Bookmark and Share

Notice: On April 23, 2014, Statalist moved from an email list to a forum, based at

[Date Prev][Date Next][Thread Prev][Thread Next][Date Index][Thread Index]

Re: st: RE: How to calculate standardized difference in means with survey weighted data?

From   Steve Samuels <>
Subject   Re: st: RE: How to calculate standardized difference in means with survey weighted data?
Date   Mon, 5 Mar 2012 11:39:02 -0500

The post that Shaun refers to was from Jeff Pitblado at:
(Shaun: as perthe  FAQ please always give the URL for references)

There are many ways to do this computation.  The "pooled" SD is simply the
 estimated population SD, so calculation of the subpopulation SDs is not needed.

Try the following with one variable. When you understand the output, 
use the -quietly- block (now commented out) to suppress all but the 
display of standardized differences 

*************CODE BEGINS*************
sysuse auto, clear
svyset _n [pw = turn]
// set up variable list
local vlist length price weight headroom

foreach v of varlist `vlist'{
// qui {
svy: mean `v'

estat sd  //population SD: available in Stata 10
local sd = el(r(sd),1,1)
// or  local sd  = sqrt(e(N)*el(e(V_srs),1,1))  

svy: mean `v', over(foreign)
local sdiff1 = (_b[`v':Foreign] - _b[`v':Domestic])/`sd'

 // Difference in means with less typing, more output */
svy: reg `v' foreign
local sdiff2 = _b[foreign]/`sd'
di `sdiff1' " " `sdiff2'  //same
// }  end quiet block

di _column(3)  "Stand. Diff " "`v'" _column(25) " = " _column(28) `sdiff1'
**************CODE ENDS**************


On Mar 5, 2012, at 5:49 AM, Scholes, Shaun wrote:

This was a lot trickier than I thought...and I cannot answer with 100% confidence (or maybe not even 95%). 
But I found a posting called "RE: st: svy: mean and descriptive tables " from July 2007.

And I was able to replicate the following results using estat sd (using that posting: and I am using Stata SE v12.0): 

webuse nhanes2
svyset psu [pw=finalwgt], strata(strata)
svy: mean smsa height weight bpsystol bpdiast tcresult tgresult
estat sd

// e(N) is in a scalar
// unweighted number of observations

di sqrt(e(N) * el(e(V_srs), 1, 1))
di sqrt(e(N) * el(e(V_srs), 2, 2))
di sqrt(e(N) * el(e(V_srs), 7, 7))

So the quantities you may (I stress may) need are in the scalar e(N) and the diagonal of the variance-covariance matrix (which is where I normally obtain the Standard Errors from). 
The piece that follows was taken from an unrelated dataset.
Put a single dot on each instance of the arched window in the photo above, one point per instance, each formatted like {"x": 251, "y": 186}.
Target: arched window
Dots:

Then I tried the same in the context of using -svy- to estimate mean BMI over two groups in this simple example:

input id bmi group
1	25.1	1
2	26.2	2
3	26.4	2
4	25.4	1
5	25.7	2
6	25.3	1
7	26.3	2
8	26.3	1
9	25.9	2
10	24.1	2
11	25.6	1
12	25.4	1
13	28.3	2
14	27.2	1
15	26.2	2
16	26.2	1
17	28.2	1
18	27.1	2
19	28.1	1
20	28.4	2

gen weight=1
svyset [pweight=weight]
svy:mean bmi,over(group)
estat sd
mat A = e(_N)
di sqrt(A[1,1]* el(e(V_srs), 1, 1))
di sqrt(A[1,2]* el(e(V_srs), 2, 2))

If this is on the right lines then you could adapt the posting from July 2007 and put all these into tables using the programmes in the July 2007 posting? 

Hope this helps 
Best wishes

-----Original Message-----
From: [] On Behalf Of Lok Wong
Sent: 05 March 2012 00:46
Subject: st: How to calculate standardized difference in means with survey weighted data?
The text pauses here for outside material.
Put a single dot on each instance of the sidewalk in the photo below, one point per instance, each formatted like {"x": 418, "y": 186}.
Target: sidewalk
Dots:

I need to calculate the standardized bias (the difference in means divided by the pooled standard deviation) with survey weighted data using STATA. 
I am comparing the means of 2 groups (Y: treatment and control) for a list of X predictor variables. The purpose is to evaluate differences before and after propensity score weighting (not matching so I cannot use PSMATCH2 or other similar packages).

This is as far I got:

svy: mean X, over (Y)
estat sd
lincom [X]1 - lincom [x]0

I calculated the means by treatment/control groups.
Then obtained the standard deviations for each means (as the SE is reported by svy: means) I used lincom to obtain the difference in means from the svy post-estimation results.

How do I now extract the stored standard deviations for the 2 means, so I can divide the difference in means by the pooled standard deviation?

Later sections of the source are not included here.